Jarosław Suchan, who has led the museum since 2006, developed a reputation for promoting cutting-edge art and forging institutional relationships with major museums abroad, effectively putting the small Polish venue on the international art map.
Yet the state Ministry of Culture and Heritage declined to renew his contract last December, offering him the title of interim director instead. For many, his firing was just a matter of time.
“I thought that I would be informed in advance, and in the meantime it happened overnight,” Suchan told the news site Wyborcza. “I’ve been living in uncertainty since the middle of last year. I’m fed up.”
Suchan will be replaced by Andrzej Biernacki, a painter and the purveyor of a private gallery in a small town roughly an hour outside Łódź. Biernacki steps into the role with no previous institutional leadership experience.
“I am not going to get rid of the conceptual art that was acquired for the collection and is exhibited,” Biernacki said. “But I intend to diversify the [work on] offer, introduce other narratives.
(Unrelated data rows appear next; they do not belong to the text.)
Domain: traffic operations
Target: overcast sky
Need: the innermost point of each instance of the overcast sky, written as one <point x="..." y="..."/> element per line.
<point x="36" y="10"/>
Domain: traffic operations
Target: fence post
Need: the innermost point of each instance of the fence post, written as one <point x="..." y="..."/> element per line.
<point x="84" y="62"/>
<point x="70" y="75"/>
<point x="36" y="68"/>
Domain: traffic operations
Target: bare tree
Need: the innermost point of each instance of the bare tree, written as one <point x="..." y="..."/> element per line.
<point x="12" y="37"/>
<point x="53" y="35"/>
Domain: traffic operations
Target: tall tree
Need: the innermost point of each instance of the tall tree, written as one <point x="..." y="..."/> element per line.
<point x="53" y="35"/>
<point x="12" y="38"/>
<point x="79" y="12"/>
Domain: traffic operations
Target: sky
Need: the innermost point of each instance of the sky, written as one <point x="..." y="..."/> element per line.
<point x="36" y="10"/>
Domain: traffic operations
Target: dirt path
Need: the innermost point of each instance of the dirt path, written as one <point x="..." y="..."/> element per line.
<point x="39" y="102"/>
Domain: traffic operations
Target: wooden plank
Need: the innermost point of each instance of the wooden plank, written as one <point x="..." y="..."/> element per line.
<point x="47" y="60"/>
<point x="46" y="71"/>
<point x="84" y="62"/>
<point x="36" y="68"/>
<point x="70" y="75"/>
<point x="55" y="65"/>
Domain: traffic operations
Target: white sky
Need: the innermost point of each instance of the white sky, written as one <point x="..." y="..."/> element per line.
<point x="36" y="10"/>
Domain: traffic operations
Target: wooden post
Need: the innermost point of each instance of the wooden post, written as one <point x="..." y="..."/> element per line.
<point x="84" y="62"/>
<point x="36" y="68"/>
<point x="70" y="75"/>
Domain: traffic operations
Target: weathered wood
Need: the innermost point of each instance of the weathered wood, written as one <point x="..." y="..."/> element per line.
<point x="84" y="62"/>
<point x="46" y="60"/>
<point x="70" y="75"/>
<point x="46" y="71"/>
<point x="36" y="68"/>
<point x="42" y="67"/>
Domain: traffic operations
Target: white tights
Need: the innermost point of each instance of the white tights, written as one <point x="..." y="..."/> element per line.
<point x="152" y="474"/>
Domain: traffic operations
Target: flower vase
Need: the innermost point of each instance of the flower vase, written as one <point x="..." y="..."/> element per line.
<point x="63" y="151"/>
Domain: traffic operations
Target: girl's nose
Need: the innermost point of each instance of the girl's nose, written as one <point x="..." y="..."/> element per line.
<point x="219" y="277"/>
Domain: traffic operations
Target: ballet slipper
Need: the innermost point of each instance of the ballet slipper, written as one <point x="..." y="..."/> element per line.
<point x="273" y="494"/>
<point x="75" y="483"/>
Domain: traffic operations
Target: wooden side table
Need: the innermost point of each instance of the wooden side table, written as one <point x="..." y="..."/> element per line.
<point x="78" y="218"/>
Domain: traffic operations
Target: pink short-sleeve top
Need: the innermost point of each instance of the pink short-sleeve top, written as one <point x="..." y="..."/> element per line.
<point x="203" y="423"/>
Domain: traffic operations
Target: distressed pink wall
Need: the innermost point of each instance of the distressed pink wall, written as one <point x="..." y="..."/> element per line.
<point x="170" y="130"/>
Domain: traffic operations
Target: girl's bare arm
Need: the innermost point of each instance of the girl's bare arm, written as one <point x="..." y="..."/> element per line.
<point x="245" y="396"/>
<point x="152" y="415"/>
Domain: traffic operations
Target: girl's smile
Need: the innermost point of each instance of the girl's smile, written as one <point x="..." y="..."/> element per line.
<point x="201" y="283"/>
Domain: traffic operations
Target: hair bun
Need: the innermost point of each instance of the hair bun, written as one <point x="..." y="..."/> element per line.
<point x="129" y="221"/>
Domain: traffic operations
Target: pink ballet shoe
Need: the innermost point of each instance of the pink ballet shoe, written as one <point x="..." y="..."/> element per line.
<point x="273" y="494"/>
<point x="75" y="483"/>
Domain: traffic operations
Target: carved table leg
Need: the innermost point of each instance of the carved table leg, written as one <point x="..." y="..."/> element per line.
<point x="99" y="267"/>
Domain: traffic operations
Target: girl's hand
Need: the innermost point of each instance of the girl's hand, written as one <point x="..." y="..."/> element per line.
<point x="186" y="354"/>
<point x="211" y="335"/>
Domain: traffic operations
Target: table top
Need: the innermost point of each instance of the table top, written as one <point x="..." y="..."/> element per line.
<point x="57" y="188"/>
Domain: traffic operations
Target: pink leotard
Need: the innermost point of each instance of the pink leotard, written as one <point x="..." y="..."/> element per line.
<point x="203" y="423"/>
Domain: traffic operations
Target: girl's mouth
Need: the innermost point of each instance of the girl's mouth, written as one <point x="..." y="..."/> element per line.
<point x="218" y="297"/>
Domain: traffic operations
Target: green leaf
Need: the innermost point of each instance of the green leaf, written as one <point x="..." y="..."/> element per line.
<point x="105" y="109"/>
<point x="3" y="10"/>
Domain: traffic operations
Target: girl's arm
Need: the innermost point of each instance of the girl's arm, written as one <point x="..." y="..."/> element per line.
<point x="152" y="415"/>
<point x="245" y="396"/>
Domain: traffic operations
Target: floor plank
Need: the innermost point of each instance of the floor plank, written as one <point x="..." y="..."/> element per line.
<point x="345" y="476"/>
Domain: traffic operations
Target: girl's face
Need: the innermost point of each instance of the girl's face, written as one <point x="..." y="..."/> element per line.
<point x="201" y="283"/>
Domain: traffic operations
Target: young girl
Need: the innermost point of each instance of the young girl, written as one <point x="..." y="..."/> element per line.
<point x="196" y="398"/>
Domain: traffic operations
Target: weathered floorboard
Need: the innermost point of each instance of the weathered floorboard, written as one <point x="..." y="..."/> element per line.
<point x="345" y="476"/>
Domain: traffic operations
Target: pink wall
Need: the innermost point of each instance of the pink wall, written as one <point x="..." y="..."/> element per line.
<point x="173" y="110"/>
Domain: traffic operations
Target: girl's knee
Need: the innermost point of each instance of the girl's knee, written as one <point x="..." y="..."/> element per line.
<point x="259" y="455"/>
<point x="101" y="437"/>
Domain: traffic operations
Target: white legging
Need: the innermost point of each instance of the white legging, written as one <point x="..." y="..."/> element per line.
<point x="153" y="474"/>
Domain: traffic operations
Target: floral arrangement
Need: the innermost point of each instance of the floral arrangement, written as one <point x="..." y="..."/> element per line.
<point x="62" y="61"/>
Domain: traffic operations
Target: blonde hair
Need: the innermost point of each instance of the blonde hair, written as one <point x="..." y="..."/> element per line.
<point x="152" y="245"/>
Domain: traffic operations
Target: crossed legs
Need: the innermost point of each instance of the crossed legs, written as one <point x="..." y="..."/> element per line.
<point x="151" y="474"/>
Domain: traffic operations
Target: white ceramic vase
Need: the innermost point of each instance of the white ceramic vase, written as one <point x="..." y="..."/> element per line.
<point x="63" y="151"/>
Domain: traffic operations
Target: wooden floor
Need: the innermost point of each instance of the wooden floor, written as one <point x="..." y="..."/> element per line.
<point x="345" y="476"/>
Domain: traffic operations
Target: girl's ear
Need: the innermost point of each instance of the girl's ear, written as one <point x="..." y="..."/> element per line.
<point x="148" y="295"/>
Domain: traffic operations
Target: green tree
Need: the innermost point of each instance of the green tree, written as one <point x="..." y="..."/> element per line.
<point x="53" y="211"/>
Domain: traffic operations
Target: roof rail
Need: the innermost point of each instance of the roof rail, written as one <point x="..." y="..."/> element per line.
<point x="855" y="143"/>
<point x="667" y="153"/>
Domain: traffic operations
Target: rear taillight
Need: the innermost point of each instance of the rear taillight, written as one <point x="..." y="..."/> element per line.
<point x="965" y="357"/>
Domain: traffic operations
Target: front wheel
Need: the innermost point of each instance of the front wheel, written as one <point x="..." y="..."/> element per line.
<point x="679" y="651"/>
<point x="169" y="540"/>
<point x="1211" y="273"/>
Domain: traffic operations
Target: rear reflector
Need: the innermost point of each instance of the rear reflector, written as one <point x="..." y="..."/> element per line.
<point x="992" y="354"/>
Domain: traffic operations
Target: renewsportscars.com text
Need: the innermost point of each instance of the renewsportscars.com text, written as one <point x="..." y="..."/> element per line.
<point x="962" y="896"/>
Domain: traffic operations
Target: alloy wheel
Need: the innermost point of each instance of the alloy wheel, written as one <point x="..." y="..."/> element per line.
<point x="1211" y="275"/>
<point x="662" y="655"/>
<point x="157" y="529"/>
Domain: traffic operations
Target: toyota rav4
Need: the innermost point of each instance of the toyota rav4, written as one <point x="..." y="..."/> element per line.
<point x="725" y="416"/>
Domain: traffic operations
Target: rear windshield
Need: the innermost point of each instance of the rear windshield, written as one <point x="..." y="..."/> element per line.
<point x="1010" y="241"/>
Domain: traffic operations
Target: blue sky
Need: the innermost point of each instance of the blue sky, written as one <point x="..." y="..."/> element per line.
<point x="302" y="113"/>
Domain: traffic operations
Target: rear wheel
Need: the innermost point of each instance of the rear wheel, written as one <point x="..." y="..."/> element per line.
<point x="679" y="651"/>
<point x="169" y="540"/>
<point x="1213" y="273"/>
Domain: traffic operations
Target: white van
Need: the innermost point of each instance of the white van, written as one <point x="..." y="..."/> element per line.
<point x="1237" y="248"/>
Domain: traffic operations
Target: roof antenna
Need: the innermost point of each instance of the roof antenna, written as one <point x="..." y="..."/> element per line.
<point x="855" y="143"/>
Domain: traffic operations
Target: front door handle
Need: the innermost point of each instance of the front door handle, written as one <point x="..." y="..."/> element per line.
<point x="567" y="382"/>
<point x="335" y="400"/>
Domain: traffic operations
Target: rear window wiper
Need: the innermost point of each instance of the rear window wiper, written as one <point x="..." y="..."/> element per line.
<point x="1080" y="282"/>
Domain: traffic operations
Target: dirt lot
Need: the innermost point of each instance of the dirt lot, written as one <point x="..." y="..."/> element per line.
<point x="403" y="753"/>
No one said that you should only deal with pro-environmental, gender, or queer art that is promoted by the Western cultural institutions.”
Biernacki was hand-chosen for the position this week by Jarosław Sellin, Poland’s deputy minister of culture and national heritage.
Operating under the populist Law and Justice party, the ministry has axed multiple museum heads in recent years, replacing them with figures aligned with the group’s anti-LGBTQ and anti-immigrant ideals. Critics see the moves as part of a larger trend of the Law and Justice party reforms.
In 2019, Małgorzata Ludwisiak was dismissed as director of the Ujazdowski Castle Centre for Contemporary Art in Warsaw, and in 2021, Hanna Wróblewska was removed as interim director of the Zachęta National Gallery of Art, also in Warsaw. Wróblewska was replaced with a painter and drummer.
During his 16-year tenure atop Muzeum Sztuki, Suchan established partnerships with the Museum of Modern Art in New York, the Museo Nacional Centro de Arte Reina Sofía in Madrid, and the Centre Pompidou in Paris. He oversaw renovations to the museum’s M1 and M3 locations—home to the institution’s collection of modern art and old masters, respectively—as well as the creation of a second museum branch in Łódź’s Manufaktura district.
“Replacing a director makes sense when the institution is in poor condition, but Muzeum Sztuki has had a fairly successful run, marked by highly rated exhibitions and strong international collaborations,” Suchan told the Art Newspaper last year, after his contract was not renewed.
“Of course, [the ministry of culture and the regional government] have the legal right to replace me [but] I don’t think it’s motivated by concern for the welfare of the institution.”